John Brocklebank, SAS
Analytic Applications for Web Mining: Case studies using an Application Service Provider (ASP) approach
The web offers a new world of opportunity for data analysts, but within
this opportunity lies challenges that must be overcome before traditional
statistical techniques can be applied. The transition from raw web logs to
an analytic-ready data sources is the most crucial and time consuming
aspect for the information discovery process.

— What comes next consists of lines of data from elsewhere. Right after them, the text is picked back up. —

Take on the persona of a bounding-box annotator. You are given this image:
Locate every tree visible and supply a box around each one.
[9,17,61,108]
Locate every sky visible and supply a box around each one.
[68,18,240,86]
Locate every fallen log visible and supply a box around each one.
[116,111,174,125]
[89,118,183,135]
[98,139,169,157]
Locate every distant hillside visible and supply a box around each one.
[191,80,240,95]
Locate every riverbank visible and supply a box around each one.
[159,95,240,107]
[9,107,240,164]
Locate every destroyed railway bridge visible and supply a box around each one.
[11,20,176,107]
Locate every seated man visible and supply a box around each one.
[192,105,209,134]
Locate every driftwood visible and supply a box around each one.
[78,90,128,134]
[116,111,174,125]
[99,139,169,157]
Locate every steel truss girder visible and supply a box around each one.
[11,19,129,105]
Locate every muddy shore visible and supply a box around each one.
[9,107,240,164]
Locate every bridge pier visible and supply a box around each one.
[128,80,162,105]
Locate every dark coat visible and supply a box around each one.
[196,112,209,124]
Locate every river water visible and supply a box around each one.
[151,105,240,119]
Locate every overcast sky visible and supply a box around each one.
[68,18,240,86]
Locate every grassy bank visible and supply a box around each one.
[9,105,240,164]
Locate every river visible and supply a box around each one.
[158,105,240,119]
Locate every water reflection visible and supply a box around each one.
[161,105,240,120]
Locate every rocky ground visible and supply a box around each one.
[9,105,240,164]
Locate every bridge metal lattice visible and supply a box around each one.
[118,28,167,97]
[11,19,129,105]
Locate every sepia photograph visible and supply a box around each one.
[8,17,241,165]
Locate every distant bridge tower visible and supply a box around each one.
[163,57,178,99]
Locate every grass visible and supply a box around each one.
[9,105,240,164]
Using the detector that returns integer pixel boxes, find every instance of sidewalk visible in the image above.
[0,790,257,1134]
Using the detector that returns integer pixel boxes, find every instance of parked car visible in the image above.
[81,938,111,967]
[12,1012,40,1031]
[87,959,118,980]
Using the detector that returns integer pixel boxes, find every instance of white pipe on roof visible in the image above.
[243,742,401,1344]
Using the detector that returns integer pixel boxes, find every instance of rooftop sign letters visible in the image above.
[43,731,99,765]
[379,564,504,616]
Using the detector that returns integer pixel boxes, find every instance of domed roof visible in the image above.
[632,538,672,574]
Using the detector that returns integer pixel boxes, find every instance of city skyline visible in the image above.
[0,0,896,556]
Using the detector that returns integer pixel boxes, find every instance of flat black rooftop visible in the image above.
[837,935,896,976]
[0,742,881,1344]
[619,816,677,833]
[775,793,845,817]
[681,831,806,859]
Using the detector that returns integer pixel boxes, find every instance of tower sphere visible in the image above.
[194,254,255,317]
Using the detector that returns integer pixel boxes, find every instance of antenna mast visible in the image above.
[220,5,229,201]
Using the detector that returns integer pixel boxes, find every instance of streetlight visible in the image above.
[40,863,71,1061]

The ASP model offers the opportunity to provide a suite of analytic
applications for extracting relevant information out of daily web logs and
merging them with complementary data sources to generate a complete and
accurate representation of web site activity.
This presentation will showcase analytical methods relevant to retail,
pharmaceutical, and financial companies in meeting these challenges.
Examples will include data cleansing and pre-processing methods, business
metric forecasting and goal seeking, site traffic visualization, exception
process notification, cross-sell analysis, and direct to consumer campaign
effectiveness monitoring.
Randy Collica, Compaq
Mining Textual Data from Call Center Notes
This presentation shows how one can greatly augment a business intelligence
application by including textual data into their data mining. Knowledge of
customer inputs at Compaq Computer Corp are greatly utilized by combining
notes gathered from Call Center telesales representatives and input into
Siebel. These text notes include general comments from the customers, email
messages to and from our customers or prospects, etc. Together with
additional data from our customer data warehouse, it is shown that distinct
clusters or groups of data exist hidden until now and SAS Data Mining Text
solutions aid the process of understanding these groups. These text notes
can also be used to predict the lead rating which is the likelihood to
purchase as determined by the sales representative.
David Duling, SAS
Developers are often faced with the demand from marketing for data mining
products to "automatically extract patterns from large databases," the
famous Black Box. However, research and development usually leads to a
collection of statistical tools for large, un-designed data sets. This
leads us to question the myth of the Black Box. Case studies will
demonstrate why original analysis is important. Meanwhile, market analyst
reports predict that data mining will increasingly be packaged into
solutions for the masses paradoxically encompassing more sophisticated
algorithms and more widespread usage. This will require development of a
new breed of analytical solutions.
Arnold Goodman, University of California, Irvine
Challenges and Checklists for Data Miners, Statisticians and the Clients Who Fund Them
Discovering new knowledge from massive amounts of complex data requires
that any informative patterns mined from the data be generalized into
useful models to predict situations, suggest new knowledge from the
predictions, and then evaluate this knowledge in that world beyond the
data.
A basic challenge is for the results to work almost all (not only some)
of the time, account for uncertainty outside (not only inside) the data,
and add valuable knowledge to a client’s world.
Knowledge discovery rests on the three balanced legs of computer science,
statistics and client knowledge: it will not stand either on one leg or on
two legs, or even on three unbalanced legs.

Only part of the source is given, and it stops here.